Geiranger: Strict emission limitations have been set forth for vessels operating in Emission Control Areas (ECAs). By understanding and managing the business risks involved, the emission reduction requirements can be turned into business benefits. DNV is now launching an ECA Survival Kit.
Emission Control Areas (ECAs) have already been established in the Baltic Sea and the North Sea, and will be enforced along the North American coastlines. Other areas, such as the Mediterranean Sea, are expected to follow in the near future. The emission reduction requirements applicable within the ECAs will gradually be stepped up. The fuel sulphur content of any ship in an ECA after 2015 cannot exceed 0.1% or the exhaust gas must be purified to an equivalent level. And after 2016 NOx emissions from newbuilds must be reduced by approx. 75%. Compliance will become a ticket to trade in ECAs.
On the front foot
The emission reduction requirements will have severe implications for shipowners and charterers as well as for entire supply chains within the ECAs. Many possible actions can be taken, but the consequence of choosing a sub-optimal strategy may be costly. However, there are opportunities for smart navigation within the ECA regime. DNV advises operators to start preparing now to turn the upcoming 2015 and 2016 legislation into business benefits.
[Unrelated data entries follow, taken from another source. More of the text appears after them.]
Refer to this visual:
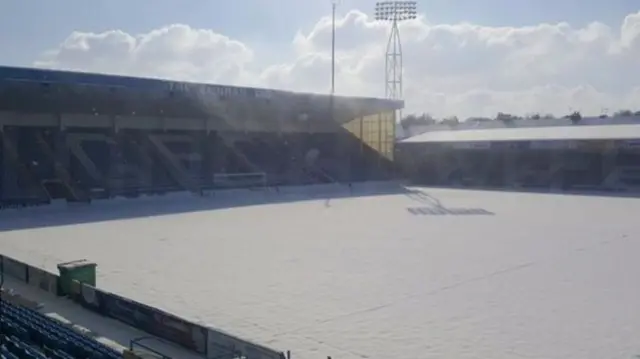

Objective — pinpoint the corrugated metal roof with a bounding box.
[401,124,640,143]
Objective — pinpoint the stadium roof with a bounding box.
[0,66,404,109]
[401,124,640,143]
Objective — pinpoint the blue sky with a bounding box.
[0,0,640,65]
[0,0,640,117]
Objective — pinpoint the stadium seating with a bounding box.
[0,301,122,359]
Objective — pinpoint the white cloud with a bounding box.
[37,10,640,117]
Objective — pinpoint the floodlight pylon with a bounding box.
[375,1,417,100]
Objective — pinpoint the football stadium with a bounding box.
[0,67,640,359]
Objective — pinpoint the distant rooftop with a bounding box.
[401,123,640,143]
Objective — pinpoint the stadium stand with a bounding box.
[397,118,640,192]
[0,67,402,207]
[0,300,122,359]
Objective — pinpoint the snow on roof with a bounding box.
[401,124,640,143]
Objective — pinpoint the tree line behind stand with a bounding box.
[400,110,640,129]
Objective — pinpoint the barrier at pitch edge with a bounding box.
[69,281,207,354]
[0,256,285,359]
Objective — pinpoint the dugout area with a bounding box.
[0,67,403,207]
[396,125,640,191]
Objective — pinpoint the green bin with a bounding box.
[58,259,97,295]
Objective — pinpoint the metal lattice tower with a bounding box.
[375,1,417,100]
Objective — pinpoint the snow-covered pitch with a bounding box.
[0,186,640,359]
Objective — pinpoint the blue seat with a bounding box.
[0,302,122,359]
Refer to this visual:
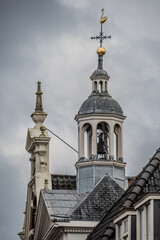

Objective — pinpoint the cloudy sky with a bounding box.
[0,0,160,240]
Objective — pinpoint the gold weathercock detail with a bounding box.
[100,8,108,24]
[91,8,111,69]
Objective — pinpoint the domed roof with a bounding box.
[78,92,123,116]
[90,68,110,80]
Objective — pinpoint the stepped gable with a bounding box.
[87,148,160,240]
[52,174,76,190]
[41,189,84,222]
[70,174,124,221]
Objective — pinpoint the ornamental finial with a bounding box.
[31,82,47,124]
[91,8,111,69]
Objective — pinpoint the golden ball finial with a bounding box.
[97,47,106,55]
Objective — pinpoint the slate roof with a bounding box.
[87,148,160,240]
[52,174,76,190]
[41,189,84,221]
[70,175,124,221]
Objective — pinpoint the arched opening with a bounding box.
[94,81,97,92]
[114,124,121,160]
[105,81,107,92]
[97,122,109,159]
[99,81,103,93]
[82,123,92,159]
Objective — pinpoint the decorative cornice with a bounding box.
[75,161,126,169]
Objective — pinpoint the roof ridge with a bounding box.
[87,148,160,240]
[70,174,124,220]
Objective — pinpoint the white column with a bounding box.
[102,80,105,92]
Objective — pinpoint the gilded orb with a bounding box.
[97,47,106,55]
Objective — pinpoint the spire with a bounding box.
[35,81,43,112]
[91,9,111,69]
[31,82,47,124]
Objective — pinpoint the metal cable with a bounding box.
[46,128,78,153]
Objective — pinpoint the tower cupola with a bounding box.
[75,9,126,193]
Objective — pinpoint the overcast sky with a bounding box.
[0,0,160,240]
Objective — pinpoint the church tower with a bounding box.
[75,9,126,193]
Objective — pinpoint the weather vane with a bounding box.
[91,8,111,69]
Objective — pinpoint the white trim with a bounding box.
[114,210,136,224]
[134,193,160,210]
[150,198,154,239]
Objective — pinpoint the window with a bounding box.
[147,204,151,240]
[137,204,152,240]
[140,209,144,240]
[118,219,128,240]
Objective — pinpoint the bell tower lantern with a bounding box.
[75,9,126,193]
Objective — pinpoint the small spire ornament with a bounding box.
[91,8,111,69]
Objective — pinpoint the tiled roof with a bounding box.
[87,148,160,240]
[70,175,124,221]
[41,189,84,221]
[52,174,76,190]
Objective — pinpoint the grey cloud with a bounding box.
[0,0,160,240]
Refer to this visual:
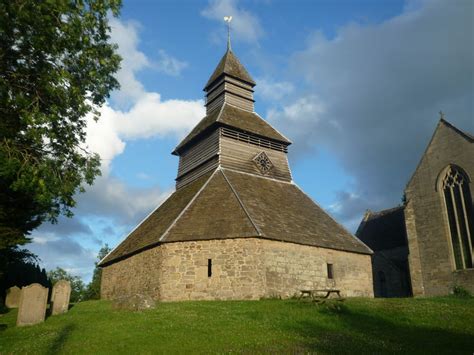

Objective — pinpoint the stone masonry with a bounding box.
[405,121,474,296]
[101,238,373,301]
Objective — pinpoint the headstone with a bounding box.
[16,284,48,326]
[113,294,156,311]
[51,280,71,316]
[5,286,21,308]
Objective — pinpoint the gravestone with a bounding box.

When seeking cost-effective emission reduction measures, operators should consider every technical, regulatory and operational requirement. Access to DNV’s repository of maritime expertise and a range of services is included in the survival kit. By following a process phase scheme, shipowners will be well prepared for the forthcoming ECA requirements.
The scheme consists of four phases:
1. Opportunity and risk identification
2. Strategy and planning
4. Validation and documentation
LNG – the preferred alternative
On the technical side, there are three main solutions for ECA compliance; low sulphur fuel, scrubbers for exhaust gas purification or the ship can be fuelled by LNG. LNG as fuel is now a mature technology representing no technical obstacles. It is often more economical than the alternatives and is an environmental winner. DNV was the first class society to introduce rules for LNG-fuelled ships back in 2001.